Cachoeiro sempre apresentou muitas dessas personagens. Pessoas que não fazem diferença para a economia, mas que marcam o cotidiano e o imaginário dos cachoeirenses. Somos marcados por seu comportamento que faz surgir os nossos melhores sentimentos, tais como compaixão, solidariedade, empatia... Isto é, uma alegria não explicada. Uma dessas pessoas era o Agulha. Ocupava dia e noite um espaço sob a ponte que liga a Avenida Francisco Lacerda de Aguiar à Santa Casa de Cachoeiro. Nunca fiquei sabendo o lugar exato de sua moradia, sei que ficava próximo à casa do médico oftalmologista Paulo Ney, um vizinho por quem tinha uma grande estima. Eu caminhava sobre a ponte em direção ao hospital, pela manhã ou durante a tarde, de longe avistava o Agulha. Dava bom dia ou boa tarde e ele respondia com palavras que, na maioria das vezes, eu não entendia. Seus movimentos eram rápidos, frequentemente inquieto e totalmente arredio, apesar de dócil. Respeitava e admirava o Dr. Vicente, Superintendente da Santa Casa na ocasião. Certa vez, tomei conhecimento de um parente do Agulha, um irmão dele estava próximo ao estacionamento do Hospital Evangélico de Cachoeiro (HECI) recusava-se a internação hospitalar apesar do precário estado de saúde, preferia manter-se como morador de rua. Foi convencido, quase uma internação compulsória. Aparentava tristeza nos dias em que permaneceu no leito hospitalar. Dias depois, após a alta do hospital, encontrei-o próximo ao estacionamento do HECI, a alegria retornara. Assim como o irmão, aparentava uma adaptação às ruas da cidade.

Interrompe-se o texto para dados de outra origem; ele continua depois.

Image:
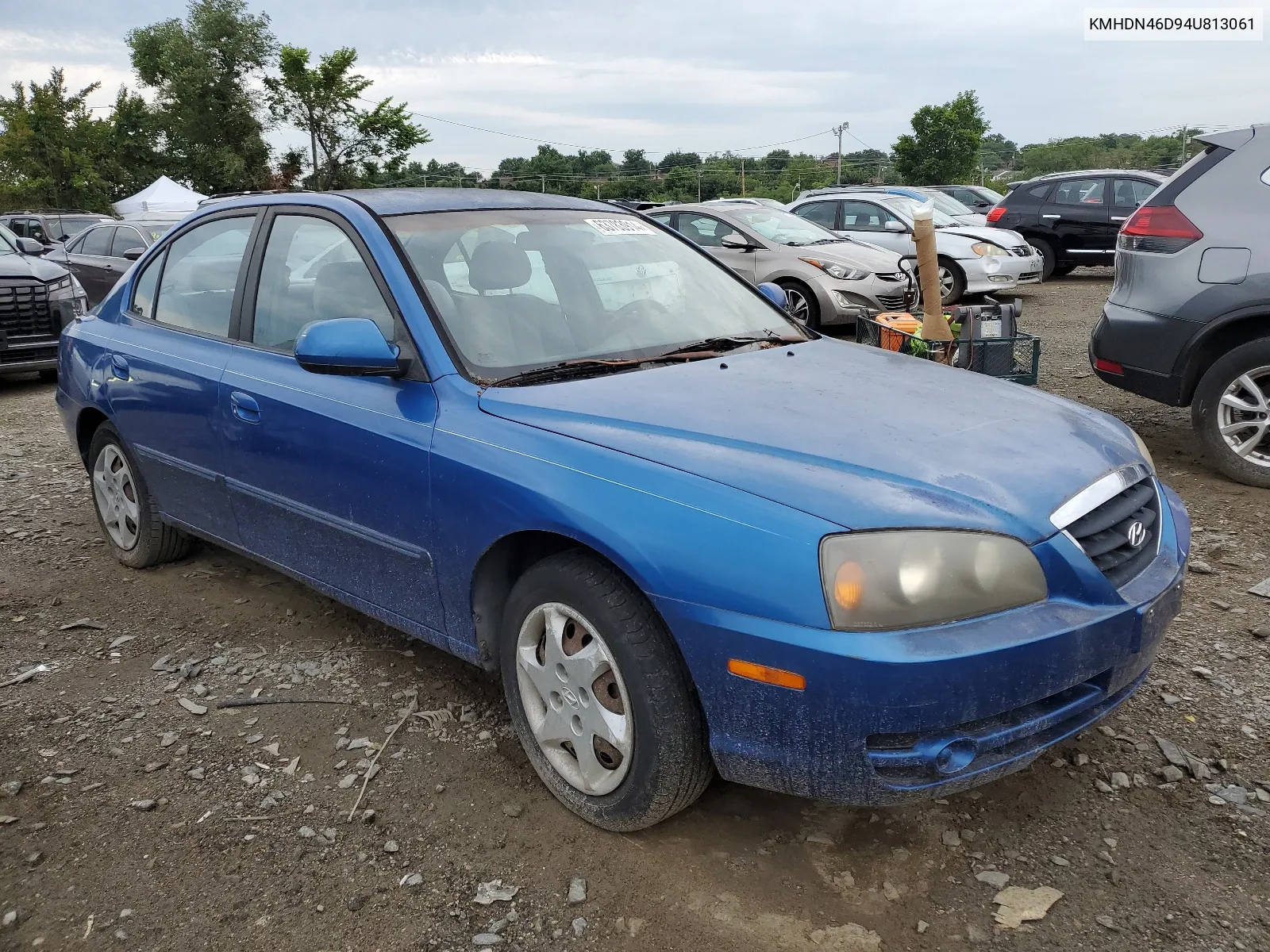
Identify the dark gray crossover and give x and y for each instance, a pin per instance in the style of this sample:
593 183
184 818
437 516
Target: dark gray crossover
1187 321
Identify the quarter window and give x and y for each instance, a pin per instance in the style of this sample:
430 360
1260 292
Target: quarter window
196 291
821 213
1130 194
704 230
1080 192
313 272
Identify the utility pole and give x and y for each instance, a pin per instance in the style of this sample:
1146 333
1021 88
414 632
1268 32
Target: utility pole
838 131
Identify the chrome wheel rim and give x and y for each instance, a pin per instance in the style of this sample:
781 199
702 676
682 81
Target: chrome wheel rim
575 698
116 495
1244 416
795 305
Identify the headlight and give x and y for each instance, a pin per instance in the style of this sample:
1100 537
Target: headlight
986 249
1142 448
910 579
69 290
841 272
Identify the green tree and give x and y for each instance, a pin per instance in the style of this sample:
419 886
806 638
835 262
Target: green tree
346 141
945 143
51 148
201 70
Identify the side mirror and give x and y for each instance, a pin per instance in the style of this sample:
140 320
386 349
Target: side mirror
349 347
775 294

No último fim de semana, com o sol já se despedindo do dia, ao sair do Hospital Evangélico, de repente... se apresenta um pássaro, não sei informar o nome, nem lembro as cores, sei que sobrevoou à frente do carro por alguns segundos e logo pousou em um dos fios que ligam os vários postes da nossa cidade. Fios carregados de eletricidade, pelo risco que corria, diminui a velocidade e tentei afastá-lo do perigo. Buzinei timidamente. Nada. Apenas um leve balançar de asas. Agia como vigilante da rua. O carro que me seguia, impacientemente, através de uma buzina, me fez seguir o caminho. O instante, o passarinho em frente ao carro, foi como uma sombra a me seguir e uma poesia se fez: "I have a little shadow that goes in and out with me,/ And what can be the use of him is more than I can see..." Desci o morro dos ferroviários em direção da ponte e o rio Itapemirim. Logo me encontrava no centro da cidade. Em instantes deparei, em frente ao carro, com um homem alto, pele branca, cabelos alvoroçados e seminu. Olhar perdido. Caminhava entre outros carros e motocicletas. Em perigo iminente, tal qual o passarinho. Uma figura conhecida nas ruas de Cachoeiro, bairros e centro da cidade, um personagem diferente das fotocrônicas do Wilson. Pela maneira que caminha pelas ruas da nossa cidade, ele nos leva ao medo. É... Fico com a impressão das nossas figuras folclóricas diminuindo enquanto nossa indiferença aumenta.